For some reason the US audience sees something in the show that appeals to them. Forget Puccini (although we get a blast of Musetta's Waltz near the end) and his Romantic tale of love and poverty in 19th-century bohemian Paris. Instead, cut to 1990s' New York with all its drugs problems, homelessness and AIDS. Eleven years ago "Rent" beat us over the head with its proselytising on those dying of AIDS. In "Rent Remixed" we get a running digital banner listing some of the famous and infamous victims of the disease, Freddy Mercury, Rock Hudson, Liberace, Kenny Everett, and others. Surely the point of AIDS and the resulting deaths is that it has nothing particularly to do with remembering the 'celebrity' victims, but everthing to do with the millions of 'ordinary' people who have succumbed to it. The characters in "Rent Remixed" are no longer the dregs of a drug-fuelled sub-stratum of US society but a smart set from the loft-living, Manhattan drug-fuelled social whirl of painters, photographers, musicians and performance artists, a group that is very difficult to care about.
The music is a collection of poppy rock numbers and serio-dramatic anthems that are supposed to make us feel good.
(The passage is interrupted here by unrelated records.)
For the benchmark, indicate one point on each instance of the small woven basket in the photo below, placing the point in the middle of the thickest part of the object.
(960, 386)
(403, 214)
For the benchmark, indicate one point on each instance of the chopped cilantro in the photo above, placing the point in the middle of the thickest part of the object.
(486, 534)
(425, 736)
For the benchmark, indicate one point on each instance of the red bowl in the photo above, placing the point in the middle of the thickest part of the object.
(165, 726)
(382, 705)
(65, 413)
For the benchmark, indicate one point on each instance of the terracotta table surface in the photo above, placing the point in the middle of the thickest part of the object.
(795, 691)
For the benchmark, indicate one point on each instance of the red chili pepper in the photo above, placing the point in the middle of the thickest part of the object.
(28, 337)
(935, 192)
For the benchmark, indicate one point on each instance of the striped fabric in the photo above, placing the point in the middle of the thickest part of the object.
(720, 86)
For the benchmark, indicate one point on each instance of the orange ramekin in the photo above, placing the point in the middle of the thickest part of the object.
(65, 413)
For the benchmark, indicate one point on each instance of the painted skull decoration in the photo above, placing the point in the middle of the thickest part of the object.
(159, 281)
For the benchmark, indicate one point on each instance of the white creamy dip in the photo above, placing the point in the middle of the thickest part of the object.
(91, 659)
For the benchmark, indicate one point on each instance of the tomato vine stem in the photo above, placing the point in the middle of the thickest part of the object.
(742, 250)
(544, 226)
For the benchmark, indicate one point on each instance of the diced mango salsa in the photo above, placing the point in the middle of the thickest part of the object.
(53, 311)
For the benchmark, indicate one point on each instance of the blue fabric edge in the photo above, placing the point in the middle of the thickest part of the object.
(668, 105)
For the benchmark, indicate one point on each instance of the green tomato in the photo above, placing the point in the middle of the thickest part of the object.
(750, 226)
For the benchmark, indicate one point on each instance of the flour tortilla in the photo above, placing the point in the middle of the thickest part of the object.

The fact is that this must be the first show ever to let one leave the theatre in a state of total depression at how appalling musical theatre has become. Writer and composer Jonathan Larson died (not from AIDS) before the production opened on Broadway. A Foundation was created in his memory "to provide financial support and encouragement to a new generation of musical theatre composers, lyricists and bookwriters." Let's hope they come up with something more edifying than "Rent".
William Baker's remixed production presents ciphers instead of real characters, stereotypes that fit into no pattern at all: Mimi is dying of both AIDS and heroin addiction, her friend Roger is a musician of dubious ability, Mark is a photographer who is more posey than his subjects, and Angel is a screaming little queen, the like of which went out with Kenneth Williams and Larry Grayson. Still, he does have a lovely death on a stairway to heaven - ah! You can tell when these characters are acting as they walk slowly towards the front mouthing inanities very loudly and clutching their jackets tightly to their chests to signify pain and suffering.
Originally "Rent" had no stars; it was an ensemble piece. Here Denise Van Outen is given top billing as Maureen, the bisexual rabblerouser who is fighting for the rights of the homeless in beautiful uptown Manhattan. However, she doesn't appear until the last minute of Act One, in time to take a bow. After the interval she does an embarrassing turn, shaking all her booty at the audience in a reckless attempt at creating pseudosexual foreplay with the customers. Leave it out, please!
All that said, however, it is quite possible that "Rent Remixed" may well become a success. It has attracted a young, noisy, non-theatregoing audience that whoops along at every conceivable opportunity and appears to be transfixed by every ghastly moment of this hideous show. The combined efforts of Old Compton Street habitues and the Denise Van Outen fan-club could well herald a palpable hit for "Rent Remixed". And you wonder why I'm depressed?